J3/97-153
Date:       15 Apr 97
To:         J3
From:       Richard Maine
Subject:    Proposed Specs and Syntax for System Arguments
References: J3/97-154

This paper proposes specifications and syntax for system
arguments.  A draft was circulated earlier on comp.lang.fortran
and on the x3j3 mailing list.  I have made several revisions
based on the comments received about that draft.  The main
revisions were: added discussions about C interop; increased
attention to Posix in several areas; and a few name changes
(and spell-checked it).

I avoid the prejudicial use of the term "command line"; the term
"system argument" seems more neutral.  It is left up to the
system to determine what constitutes a system argument.  (With
one minor exception; we specify that the command name, if any, is
effectively the 0'th argument.  If something on this isn't
specified, code portability could be hindered by some systems
making it the first argument and some systems not.)  The specs
and syntax are simple enough that it seems worthwhile to address
them in one paper.

ARGC/ARGV

The C interopability TR (J3/97-154) includes the ARGC/ARGV global
variables for access to system argument information.  This could
be considered to at least minimally meet the requirement for
access to system arguments.  My first draft of this proposal did
not adequately consider this question.

After some study of the C interopability TR, I conclude that
something additional is needed to provide a facility that is
simple to use in a pure Fortran environment.  The ARGC/ARGV
definition is driven by C interopability issues.  Whereas I agree
that C interopability is an issue of great importance, the
requirement for system arguments exists even for purely Fortran
programs that would not otherwise use the C interopability
features.  Such a user would likely find it strange to have to
use the C interopability features.

Although the C interopability version is appropriately designed
to fit naturally with existing C interfaces that expect
ARGC/ARGV, it is fairly complicated to use for simple purely
Fortran things.  I argue, therefore, that we need two interfaces
to the system arguments - the C interopability one plus the
one proposed in this paper.

Admittedly, it would not be horribly difficult for the user to write
a short subroutine to provide a simpler interface to the information
in ARGC/ARGV.  But it seems worthwhile to standardize this instead
of forcing each user to write his/her own.  I propose that both
interfaces be made available so that a program could use either
or even both in the same program.

The following simple example serves to illustrate my point that
the ARGC/ARGV interface is complicated to use for simple needs.
Posit a program that wants exactly 2 system arguments, perhaps
input and output file names.  Assume the arguments are just
character-valued for simplicity.  The following is my best quick
attempt to do this using the C interopability ARGC/ARGV.  (I
think it's close, but I might have missed something exactly
because it is fairly complicated, bringing in a lot of stuff that
seems peripheral to what I'm trying to do).

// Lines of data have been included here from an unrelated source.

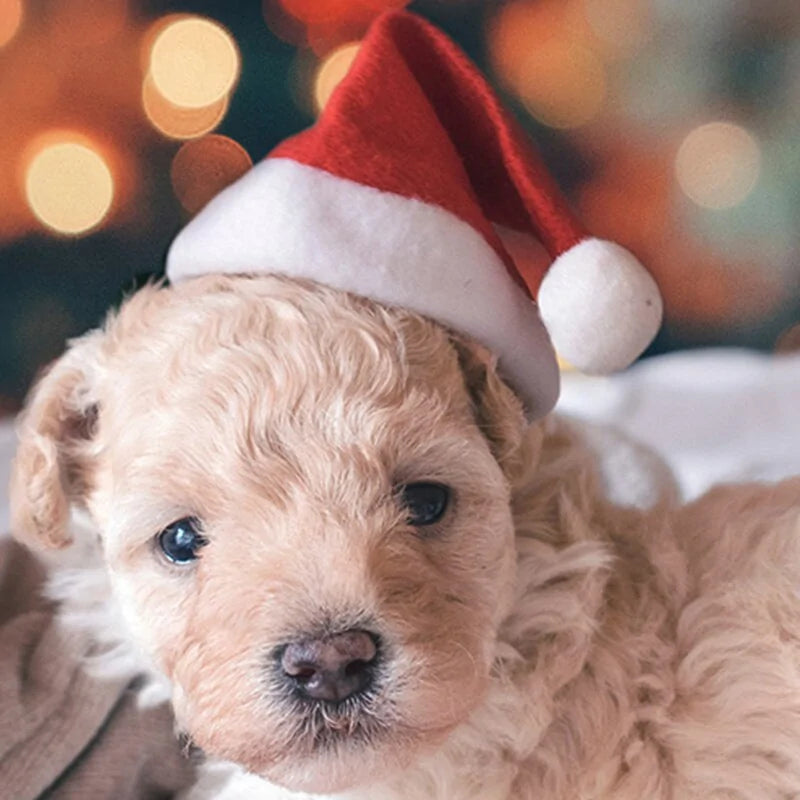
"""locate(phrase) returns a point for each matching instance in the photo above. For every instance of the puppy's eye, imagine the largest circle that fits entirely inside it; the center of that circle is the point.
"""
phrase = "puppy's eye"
(425, 503)
(181, 540)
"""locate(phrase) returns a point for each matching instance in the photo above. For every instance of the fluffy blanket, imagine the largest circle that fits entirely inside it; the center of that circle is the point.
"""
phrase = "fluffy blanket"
(711, 416)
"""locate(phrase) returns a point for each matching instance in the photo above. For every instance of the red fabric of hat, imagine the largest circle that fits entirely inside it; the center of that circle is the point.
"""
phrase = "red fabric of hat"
(394, 194)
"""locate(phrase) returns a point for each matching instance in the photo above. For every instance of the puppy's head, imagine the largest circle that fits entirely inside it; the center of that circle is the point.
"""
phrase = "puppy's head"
(302, 502)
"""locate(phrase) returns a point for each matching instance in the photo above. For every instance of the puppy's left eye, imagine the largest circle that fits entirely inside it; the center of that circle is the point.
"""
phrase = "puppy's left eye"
(425, 503)
(181, 540)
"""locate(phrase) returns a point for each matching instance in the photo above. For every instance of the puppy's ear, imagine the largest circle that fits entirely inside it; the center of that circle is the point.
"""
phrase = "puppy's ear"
(498, 411)
(54, 440)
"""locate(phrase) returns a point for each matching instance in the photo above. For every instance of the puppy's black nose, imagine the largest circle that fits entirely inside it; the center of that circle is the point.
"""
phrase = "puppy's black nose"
(331, 668)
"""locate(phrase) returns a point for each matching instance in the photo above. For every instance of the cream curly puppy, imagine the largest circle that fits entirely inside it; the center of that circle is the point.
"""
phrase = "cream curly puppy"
(326, 532)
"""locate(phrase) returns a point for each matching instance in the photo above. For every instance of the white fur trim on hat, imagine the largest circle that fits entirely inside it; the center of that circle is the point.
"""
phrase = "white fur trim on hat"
(600, 305)
(287, 218)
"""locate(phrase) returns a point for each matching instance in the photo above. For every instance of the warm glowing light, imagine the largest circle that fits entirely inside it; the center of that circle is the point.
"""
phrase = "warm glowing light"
(564, 365)
(178, 122)
(563, 85)
(718, 165)
(69, 187)
(204, 167)
(10, 19)
(331, 72)
(194, 62)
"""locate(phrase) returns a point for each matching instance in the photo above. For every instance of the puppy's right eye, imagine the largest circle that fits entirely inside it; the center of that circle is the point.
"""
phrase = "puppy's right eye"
(181, 540)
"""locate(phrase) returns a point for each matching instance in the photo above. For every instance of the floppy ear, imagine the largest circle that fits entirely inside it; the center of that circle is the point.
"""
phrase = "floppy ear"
(55, 431)
(498, 411)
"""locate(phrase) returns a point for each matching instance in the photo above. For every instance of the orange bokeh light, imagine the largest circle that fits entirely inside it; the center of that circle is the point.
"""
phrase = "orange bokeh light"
(193, 62)
(177, 122)
(564, 84)
(204, 167)
(331, 71)
(68, 183)
(718, 164)
(10, 19)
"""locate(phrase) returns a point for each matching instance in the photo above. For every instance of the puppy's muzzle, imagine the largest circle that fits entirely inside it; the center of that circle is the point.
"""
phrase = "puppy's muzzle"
(331, 668)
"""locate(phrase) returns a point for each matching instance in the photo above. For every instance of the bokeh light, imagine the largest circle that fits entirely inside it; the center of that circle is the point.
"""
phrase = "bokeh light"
(331, 71)
(718, 164)
(179, 122)
(204, 167)
(68, 186)
(10, 19)
(194, 62)
(564, 84)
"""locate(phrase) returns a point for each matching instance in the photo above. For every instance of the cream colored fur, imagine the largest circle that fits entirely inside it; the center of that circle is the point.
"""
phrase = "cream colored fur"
(546, 643)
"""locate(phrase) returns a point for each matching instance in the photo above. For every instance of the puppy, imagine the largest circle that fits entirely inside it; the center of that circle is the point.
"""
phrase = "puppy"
(323, 529)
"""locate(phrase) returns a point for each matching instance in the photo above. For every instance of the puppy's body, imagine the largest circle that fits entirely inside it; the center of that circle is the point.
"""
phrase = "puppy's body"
(538, 643)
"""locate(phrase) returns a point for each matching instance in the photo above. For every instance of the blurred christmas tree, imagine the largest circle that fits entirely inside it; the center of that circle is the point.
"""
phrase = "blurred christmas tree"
(672, 125)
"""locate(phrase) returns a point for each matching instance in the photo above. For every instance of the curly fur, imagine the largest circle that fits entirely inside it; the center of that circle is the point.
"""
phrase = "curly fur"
(546, 643)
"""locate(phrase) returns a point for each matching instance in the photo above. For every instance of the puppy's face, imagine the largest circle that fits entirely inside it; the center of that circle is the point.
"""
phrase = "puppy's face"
(307, 530)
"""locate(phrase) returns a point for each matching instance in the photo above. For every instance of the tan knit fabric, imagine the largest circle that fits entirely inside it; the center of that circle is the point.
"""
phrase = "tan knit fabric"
(63, 734)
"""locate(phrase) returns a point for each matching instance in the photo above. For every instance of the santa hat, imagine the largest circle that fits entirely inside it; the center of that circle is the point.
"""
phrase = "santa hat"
(395, 193)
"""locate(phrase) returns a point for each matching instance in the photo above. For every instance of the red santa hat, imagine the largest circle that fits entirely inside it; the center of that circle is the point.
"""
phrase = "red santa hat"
(395, 193)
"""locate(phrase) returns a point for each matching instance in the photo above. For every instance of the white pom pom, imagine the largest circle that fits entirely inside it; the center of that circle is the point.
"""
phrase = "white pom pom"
(600, 306)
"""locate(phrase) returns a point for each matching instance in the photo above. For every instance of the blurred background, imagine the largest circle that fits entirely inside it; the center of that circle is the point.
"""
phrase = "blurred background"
(673, 126)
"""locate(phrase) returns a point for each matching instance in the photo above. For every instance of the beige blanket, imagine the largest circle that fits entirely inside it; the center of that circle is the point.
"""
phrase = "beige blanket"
(63, 734)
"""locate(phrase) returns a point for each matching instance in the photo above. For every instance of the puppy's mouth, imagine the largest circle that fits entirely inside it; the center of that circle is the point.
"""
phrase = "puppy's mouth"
(354, 721)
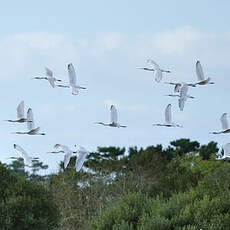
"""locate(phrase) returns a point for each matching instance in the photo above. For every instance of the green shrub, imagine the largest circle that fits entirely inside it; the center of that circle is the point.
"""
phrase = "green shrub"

  use iso_c   !-- of course
  character(128) :: input_name, output_name  !-- for the final results.
  type(c_char_ptr) :: arg_ptr

  if (argc /= 2) call oops("Wrong number of args.")
  arg_ptr = c_dereference(argv, arg_ptr)
  input_name = c_dereference(arg_ptr)
     !-- I'm assuming that char(kind=c_char) is the same
     !-- as default character kind; otherwise I'd give up.
  argv = c_increment(argv)
  arg_ptr = c_dereference(argv, arg_ptr)
  output_name = c_dereference(arg_ptr)

This ought to work (I think), but I certainly find it hard to
follow (and I had to carefully study the C interop paper while
writing this code).

POSIX 1003.1 and 1003.9

I've never actually seen a copy of Posix 1003.1, so I hesitate
to say much specifically about it.  I have at one point seen
at least drafts of Posix 1003.9, but I don't seem to have saved
them anywhere that I can still find.  In my judgment, Posix 1003.9
is a failed standard (and thankfully so).  It never received ISO
approval and appears to have no active development and little user
support.  There are certainly some users, but I feel safe in
characterizing the user base as small.

I do not, therefore, feel constrained to adopt the Posix 1003.9
binding, although we should certainly use it as a source of
ideas.  There are Fortran 90 features that allow us to make
significant improvements over the Posix 1003.9 bindings.
Specifically, optional arguments can find good application
here, and modules allow us to choose more legible names without
unacceptably polluting the global namespace.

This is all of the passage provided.